Es de un color rojo picota de capa media alta ribete rubí, limpio y brillante con una lágrima densa y persistente.
Hay que darle tiempo y espacio para ir sacando toda la bondad que alberga esta variedad es auténtica fiel a su territorio y a sus años, sabe dar y entregar como pocos. Que fruta roja tan rica, madura y carnosa se expresa con tanta claridad que parece que se ríe del paso del tiempo, no del que ha pasado sino del que ha de venir.
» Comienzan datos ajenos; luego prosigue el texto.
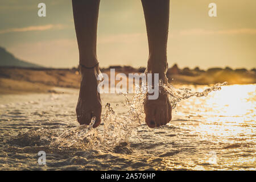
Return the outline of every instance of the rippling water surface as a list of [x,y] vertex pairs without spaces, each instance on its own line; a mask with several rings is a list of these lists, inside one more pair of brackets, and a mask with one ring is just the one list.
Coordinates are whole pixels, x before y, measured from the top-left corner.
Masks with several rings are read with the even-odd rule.
[[[79,126],[79,90],[61,90],[0,96],[0,170],[255,169],[255,84],[183,100],[172,122],[154,129],[118,94],[102,95],[104,125]],[[40,151],[46,165],[38,163]]]

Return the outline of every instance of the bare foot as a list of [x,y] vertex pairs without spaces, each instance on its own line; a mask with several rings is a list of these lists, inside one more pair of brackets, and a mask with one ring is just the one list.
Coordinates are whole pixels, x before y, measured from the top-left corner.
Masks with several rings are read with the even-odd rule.
[[[165,74],[159,79],[163,83],[168,83]],[[156,100],[146,98],[144,101],[144,110],[146,114],[145,121],[148,127],[154,128],[165,125],[172,119],[172,107],[168,96],[163,93],[159,93]]]
[[77,121],[80,125],[89,125],[92,118],[96,117],[93,127],[101,123],[101,100],[97,91],[97,77],[100,73],[98,66],[94,68],[81,69],[82,78],[80,90],[76,106]]

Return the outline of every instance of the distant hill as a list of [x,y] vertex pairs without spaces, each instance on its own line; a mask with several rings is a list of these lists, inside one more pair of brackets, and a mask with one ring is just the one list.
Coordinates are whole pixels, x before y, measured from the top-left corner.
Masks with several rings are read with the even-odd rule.
[[26,62],[14,57],[5,48],[0,47],[0,67],[15,67],[23,68],[43,68],[43,67]]

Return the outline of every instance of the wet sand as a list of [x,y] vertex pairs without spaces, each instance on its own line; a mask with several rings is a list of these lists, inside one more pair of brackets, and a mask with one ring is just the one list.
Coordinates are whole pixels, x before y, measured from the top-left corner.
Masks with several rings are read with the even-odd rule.
[[[79,90],[55,89],[61,93],[0,96],[1,170],[255,169],[255,84],[226,86],[207,97],[184,100],[173,110],[171,123],[155,129],[142,123],[127,143],[102,146],[89,136],[85,143],[94,139],[97,144],[80,149],[50,146],[79,126]],[[122,96],[103,94],[102,100],[118,117],[127,114]],[[104,127],[96,129],[98,135]],[[46,153],[45,166],[38,163],[39,151]]]

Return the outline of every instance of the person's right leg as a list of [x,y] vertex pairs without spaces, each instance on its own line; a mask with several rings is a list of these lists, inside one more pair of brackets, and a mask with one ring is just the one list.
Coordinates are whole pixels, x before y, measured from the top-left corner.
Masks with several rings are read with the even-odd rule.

Hay cerezas picotas bien gordas frescas y maduras como en mermelada, con su azúcar quemado que a movimiento nos trae al Kirsch, también hay moras y un fondo balsámico negro y profundo de la crianza, fiel y respetuosa, no domina, nos da especias dulces llenas de contenido más que de aromas, hay monte bajo y sotobosque, toque trufado, ceras, carbón mineral, punto terroso, quizás el fiter, piedra caliente y un leve, levísimo toque a pegamento.
En la boca el tanino se interfiere en el camino porque manda algo más de lo que toca, menos mal que esa sabrosa acidez viene al rescate y ensalivas y comienzas a rechupetear un caramelo de cerezas junto a un alcohol poderoso grato y alucinante te llena y te trae lo apreciado en la nariz tornada en frescura hace que te olvides por completo del tanino. Es persistente llena la boca, estalla es muy grande, engaña, pega y de qué forma. Es un vino para comer, saborear y hablar.